The FTC should require the expiration date or issue date to be provided in prescription verification. This would incentivize sellers to make sure patients know their expirations when placing orders. The AOA believes sellers already know the prescription expiration as they often market to consumers to reorder in the final month or weeks that the prescription is valid. By including the prescription issue and/or expiration date in the verification, sellers would also be aware, nor could they deny, when they are using an invalid prescription.
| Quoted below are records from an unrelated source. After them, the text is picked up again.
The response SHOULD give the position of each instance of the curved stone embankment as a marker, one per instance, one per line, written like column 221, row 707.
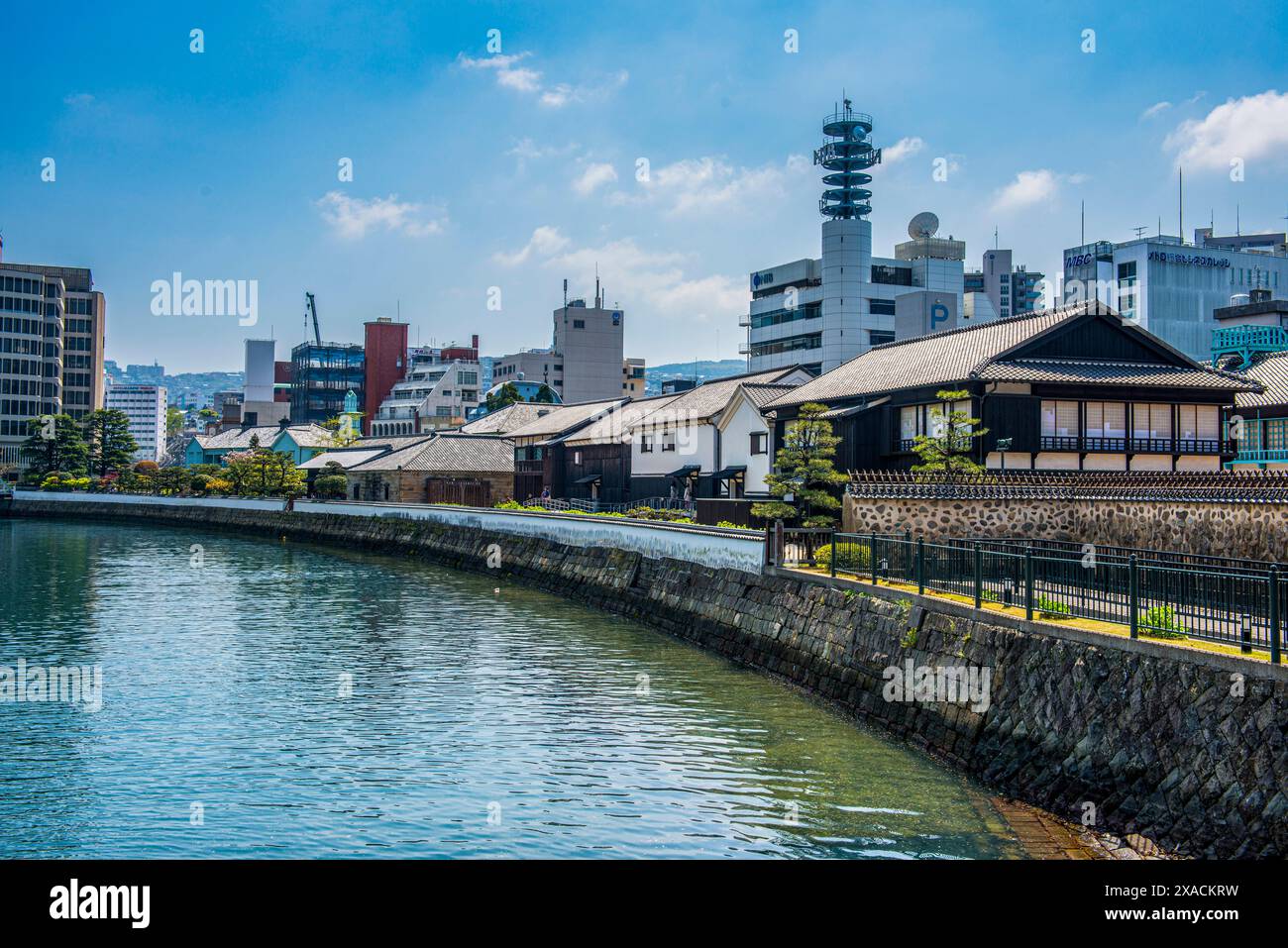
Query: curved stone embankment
column 1184, row 747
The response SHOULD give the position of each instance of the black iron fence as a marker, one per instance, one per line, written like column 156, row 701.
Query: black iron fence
column 1154, row 592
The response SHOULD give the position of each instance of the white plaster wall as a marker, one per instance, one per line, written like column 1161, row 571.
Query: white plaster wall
column 735, row 446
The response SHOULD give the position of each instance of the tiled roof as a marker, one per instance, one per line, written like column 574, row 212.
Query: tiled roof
column 610, row 427
column 1112, row 373
column 346, row 458
column 1271, row 371
column 240, row 438
column 708, row 398
column 760, row 395
column 310, row 436
column 505, row 420
column 970, row 352
column 562, row 417
column 450, row 451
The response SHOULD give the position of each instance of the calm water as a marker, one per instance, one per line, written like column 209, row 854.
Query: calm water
column 480, row 724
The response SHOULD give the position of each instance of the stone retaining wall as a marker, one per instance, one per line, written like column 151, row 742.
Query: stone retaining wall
column 1248, row 531
column 1188, row 749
The prescription verification scheme should not be abused by sellers to knowingly push contact lenses to consumers with expired prescriptions, hoping the error is not noticed by whichever prescriber receives the verification request.
Needed Modification: Quantity Limits on Prescriptions
4 In the development of the Contact Lens Rule, the FTC contemplated whether there should be quantity limits noted on prescriptions. Ultimately, the Commission decided not to require the
inclusion of the quantity of lenses or refills allowed on prescriptions. The Commission stated:
It is not necessary to include the quantity of lenses on the prescription to limit patients’ ability to circumvent the expiration date. Section 315.5(b) requires verification requests to contain the quantity of lenses ordered, and as discussed below in section 315.5(d), the quantity ordered may be a legitimate basis for a prescriber to treat a request for verification of a prescription as ‘‘inaccurate.’’ The verification process itself thus generally allows prescribers to prevent patients from ordering excessive contact lenses.